Confusion Matrix in ML
A Confusion Matrix is a performance measurement tool used for evaluating the accuracy of a classification model. It is especially useful for understanding how well our model performs on a multi-class or binary classification problem.
The matrix compares the predicted class labels with the actual class labels, helping us understand the types of errors our model is making.
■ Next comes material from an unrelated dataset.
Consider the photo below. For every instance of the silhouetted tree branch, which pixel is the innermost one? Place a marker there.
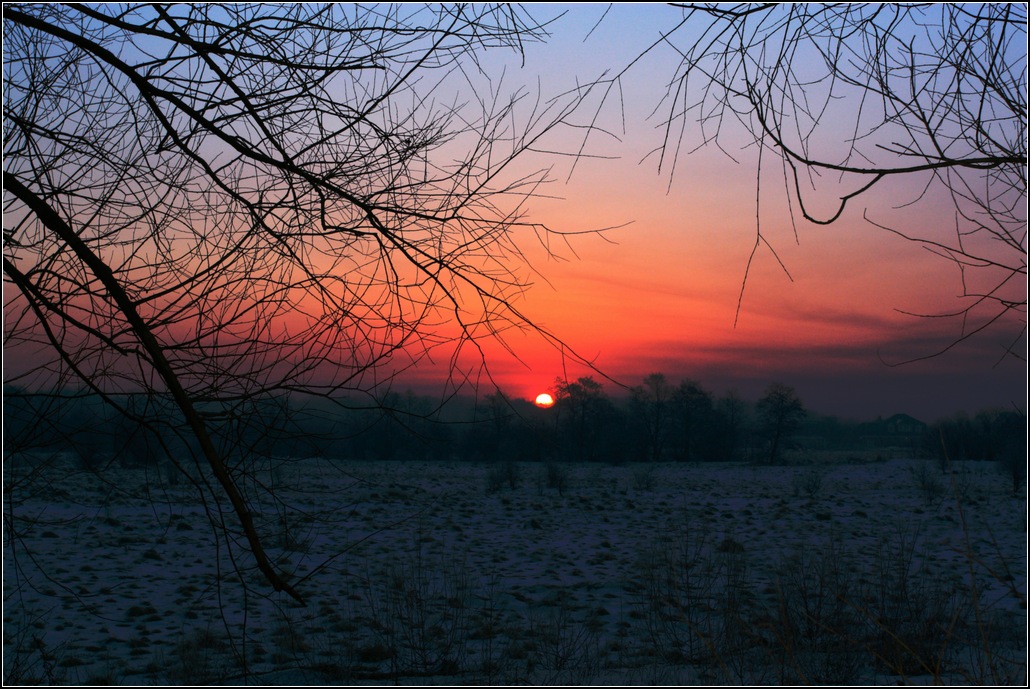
(849, 96)
(226, 205)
It is represented in the form of a square matrix, where:
- Rows represent the actual classes.
- Columns represent the predicted classes.
Structure of a Confusion Matrix For a binary classification problem, the confusion matrix looks like this:
Predicted Positive | Predicted Negative | |
---|---|---|
Actual Positive | True Positive (TP) | False Negative (FN) |
Actual Negative | False Positive (FP) | True Negative (TN) |
- True Positives (TP): The model correctly predicted the positive class.
- True Negatives (TN): The model correctly predicted the negative class.
- False Positives (FP): The model incorrectly predicted the positive class (also known as a Type I error).
- False Negatives (FN): The model incorrectly predicted the negative class (also known as a Type II error).
Example of a Confusion Matrix Suppose we have a model predicting whether an email is spam (positive) or not spam (negative). Here's a sample confusion matrix:
Predicted Spam | Predicted Not Spam | |
---|---|---|
Actual Spam | 50 (TP) | 10 (FN) |
Actual Not Spam | 5 (FP) | 100 (TN) |
From this matrix:
- True Positives (TP): 50 emails correctly classified as spam.
- False Negatives (FN): 10 spam emails misclassified as not spam.
- False Positives (FP): 5 non-spam emails misclassified as spam.
- True Negatives (TN): 100 emails correctly classified as not spam.